The need for more fuel efficient and less emission vehicles has driven the development of alternative fuels such as Liquefied Petroleum Gas which is capable of meeting the limits of better emission levels without many modifications to current engine design. In order to improve an engine performance, a multi-point port injection system was introduced recently, and a liquid direct injection system into a cylinder was suggested as a next generation system to maximize the fuel economy as well as power.
This study addresses firstly the analysis of the LPG spray from single hole injector. The spray images are visualized and compared with diesel and gasoline sprays in a wide injection and ambient gas pressure ranges.
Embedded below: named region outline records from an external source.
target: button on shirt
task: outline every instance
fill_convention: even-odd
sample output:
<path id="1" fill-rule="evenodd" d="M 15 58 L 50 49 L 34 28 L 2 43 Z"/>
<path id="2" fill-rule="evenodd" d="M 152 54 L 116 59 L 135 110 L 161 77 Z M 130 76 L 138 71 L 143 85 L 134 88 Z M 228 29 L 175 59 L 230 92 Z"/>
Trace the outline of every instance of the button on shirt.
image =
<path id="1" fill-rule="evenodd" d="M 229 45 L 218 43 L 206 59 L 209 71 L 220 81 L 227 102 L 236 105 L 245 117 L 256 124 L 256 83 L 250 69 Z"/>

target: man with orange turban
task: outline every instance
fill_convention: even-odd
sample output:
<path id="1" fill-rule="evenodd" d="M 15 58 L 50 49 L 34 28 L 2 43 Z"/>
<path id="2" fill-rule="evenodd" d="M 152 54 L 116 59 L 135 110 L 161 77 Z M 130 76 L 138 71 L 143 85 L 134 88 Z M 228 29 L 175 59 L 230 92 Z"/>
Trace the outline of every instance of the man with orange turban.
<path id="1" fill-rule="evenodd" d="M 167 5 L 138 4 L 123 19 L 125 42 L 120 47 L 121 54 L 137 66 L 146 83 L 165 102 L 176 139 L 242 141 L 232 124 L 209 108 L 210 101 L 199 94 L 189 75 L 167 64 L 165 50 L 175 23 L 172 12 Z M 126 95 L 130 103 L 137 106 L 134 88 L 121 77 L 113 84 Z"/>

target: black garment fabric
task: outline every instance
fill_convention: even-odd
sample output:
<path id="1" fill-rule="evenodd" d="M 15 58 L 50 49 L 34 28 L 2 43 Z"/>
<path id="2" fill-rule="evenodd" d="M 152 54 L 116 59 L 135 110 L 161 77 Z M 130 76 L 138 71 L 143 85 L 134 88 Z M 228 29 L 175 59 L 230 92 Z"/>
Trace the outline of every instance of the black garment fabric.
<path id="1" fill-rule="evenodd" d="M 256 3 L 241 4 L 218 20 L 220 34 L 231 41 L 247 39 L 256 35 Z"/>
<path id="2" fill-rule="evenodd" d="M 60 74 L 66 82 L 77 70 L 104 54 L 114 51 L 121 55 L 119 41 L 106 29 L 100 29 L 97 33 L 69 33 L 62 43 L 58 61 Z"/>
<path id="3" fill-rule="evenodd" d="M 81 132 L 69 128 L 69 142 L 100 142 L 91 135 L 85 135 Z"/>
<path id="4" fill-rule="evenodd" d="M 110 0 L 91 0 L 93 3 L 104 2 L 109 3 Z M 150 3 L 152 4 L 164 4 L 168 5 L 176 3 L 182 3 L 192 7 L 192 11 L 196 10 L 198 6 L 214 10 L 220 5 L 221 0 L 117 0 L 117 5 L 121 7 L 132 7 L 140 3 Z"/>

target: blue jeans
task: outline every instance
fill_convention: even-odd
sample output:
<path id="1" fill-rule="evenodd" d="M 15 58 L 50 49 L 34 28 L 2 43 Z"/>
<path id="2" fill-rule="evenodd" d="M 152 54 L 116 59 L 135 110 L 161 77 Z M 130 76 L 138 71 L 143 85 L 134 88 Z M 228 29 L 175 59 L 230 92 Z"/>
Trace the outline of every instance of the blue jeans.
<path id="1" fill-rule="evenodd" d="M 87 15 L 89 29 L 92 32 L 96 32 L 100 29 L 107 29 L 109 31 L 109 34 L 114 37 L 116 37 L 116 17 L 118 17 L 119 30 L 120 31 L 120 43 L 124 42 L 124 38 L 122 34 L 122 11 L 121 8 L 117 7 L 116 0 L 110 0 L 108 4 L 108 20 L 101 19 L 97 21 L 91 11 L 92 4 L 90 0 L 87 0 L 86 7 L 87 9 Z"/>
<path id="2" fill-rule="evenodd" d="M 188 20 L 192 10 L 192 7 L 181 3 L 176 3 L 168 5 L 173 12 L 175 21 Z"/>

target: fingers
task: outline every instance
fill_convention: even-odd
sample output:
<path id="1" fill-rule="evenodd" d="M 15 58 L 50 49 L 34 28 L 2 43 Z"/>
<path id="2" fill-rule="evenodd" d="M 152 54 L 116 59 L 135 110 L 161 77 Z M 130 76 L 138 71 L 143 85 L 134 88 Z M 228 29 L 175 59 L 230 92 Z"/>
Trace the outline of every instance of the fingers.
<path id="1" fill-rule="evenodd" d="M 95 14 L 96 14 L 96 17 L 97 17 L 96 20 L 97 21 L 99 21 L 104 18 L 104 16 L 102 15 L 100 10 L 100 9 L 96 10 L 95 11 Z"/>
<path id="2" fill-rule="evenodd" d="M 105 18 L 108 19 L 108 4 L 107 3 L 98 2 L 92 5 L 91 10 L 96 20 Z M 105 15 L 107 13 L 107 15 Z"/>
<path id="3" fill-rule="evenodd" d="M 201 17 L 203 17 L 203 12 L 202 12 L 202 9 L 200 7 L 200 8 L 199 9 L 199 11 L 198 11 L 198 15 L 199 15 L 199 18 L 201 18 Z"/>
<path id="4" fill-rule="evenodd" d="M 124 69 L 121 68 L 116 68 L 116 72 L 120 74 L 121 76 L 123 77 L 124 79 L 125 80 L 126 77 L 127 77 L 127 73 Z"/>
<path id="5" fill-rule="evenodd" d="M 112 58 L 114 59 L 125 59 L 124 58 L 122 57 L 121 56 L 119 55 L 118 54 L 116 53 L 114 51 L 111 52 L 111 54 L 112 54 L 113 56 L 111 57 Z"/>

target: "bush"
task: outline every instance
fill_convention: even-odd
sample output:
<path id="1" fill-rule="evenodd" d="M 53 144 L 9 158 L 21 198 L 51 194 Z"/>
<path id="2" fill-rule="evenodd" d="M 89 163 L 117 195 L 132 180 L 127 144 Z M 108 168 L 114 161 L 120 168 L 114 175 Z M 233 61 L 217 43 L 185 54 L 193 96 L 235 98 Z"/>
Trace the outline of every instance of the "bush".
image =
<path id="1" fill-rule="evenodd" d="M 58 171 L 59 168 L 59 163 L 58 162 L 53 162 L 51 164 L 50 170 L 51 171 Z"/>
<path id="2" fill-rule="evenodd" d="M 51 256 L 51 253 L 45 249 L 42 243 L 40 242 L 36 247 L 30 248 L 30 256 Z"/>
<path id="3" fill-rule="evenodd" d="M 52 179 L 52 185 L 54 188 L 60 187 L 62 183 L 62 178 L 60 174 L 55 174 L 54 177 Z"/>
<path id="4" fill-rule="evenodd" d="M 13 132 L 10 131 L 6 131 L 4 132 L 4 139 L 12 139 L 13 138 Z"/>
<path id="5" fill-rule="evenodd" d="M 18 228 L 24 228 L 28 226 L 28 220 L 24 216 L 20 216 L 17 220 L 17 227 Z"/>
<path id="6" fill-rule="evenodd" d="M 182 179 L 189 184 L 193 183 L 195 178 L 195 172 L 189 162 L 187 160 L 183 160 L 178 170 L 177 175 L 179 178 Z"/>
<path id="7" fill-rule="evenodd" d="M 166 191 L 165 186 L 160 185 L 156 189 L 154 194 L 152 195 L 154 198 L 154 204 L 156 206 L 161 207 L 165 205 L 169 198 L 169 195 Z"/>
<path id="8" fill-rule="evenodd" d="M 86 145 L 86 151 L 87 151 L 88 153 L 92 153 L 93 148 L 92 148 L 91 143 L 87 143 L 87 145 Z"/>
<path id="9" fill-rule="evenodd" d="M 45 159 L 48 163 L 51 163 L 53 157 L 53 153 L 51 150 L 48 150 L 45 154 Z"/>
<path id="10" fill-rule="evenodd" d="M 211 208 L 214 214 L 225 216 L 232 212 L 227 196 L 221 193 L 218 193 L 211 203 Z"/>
The injection pressure is generated up to 150MPa by Haskel air driven pump. And the ambient pressure is adjusted by pumping air into constant volume chamber. The LPG spray photos show that the dispersion characteristic of the spray soon after injection depends very sensitively on the ambient pressure. The spray angle is very wide in a low ambient pressure condition until the saturated pressure of 0.252MPa, but the angle is quickly reduced at the condition over the pressure. However, the down stream of the LPG spray shows much wider dispersion and less penetration than those of gasoline and diesel sprays due to fast evaporation.
Secondly this study addresses the diffusion flame of LPG spray in a constant volume combustion chamber having an impinging plate. The high speed digital camera is used to take the flame images. The LPG spray photos show that the dispersion characteristics are dependent sensitively on the ambient pressure. In a low trap pressure LPG fuel in liquid phase evaporates quickly and does not reach down easily to the impinging plate having a hot coil for ignition. The quick evaporation makes the temperature low and the spray penetration low, which makes the equivalence ratio very low near the ignition coil and then makes the ignition hard. However, in a high trap pressure the spray leaving the nozzle is remaining as liquid phase like a diesel fuel spray. The LPG gathers around the ignition site on the plate, which makes an intensive flame near the plate.
It is considered that the behavior of LPG spray might be more dependent on the gas flow motion than the spray injection velocity in the cylinder with low trap pressure. That phenomenon will be found easily on the early injection of a direct injection LPG engine. Therefore, the chamber and intake port shape might be careful to get a suitable flow motion for designing direct injection LPG engines.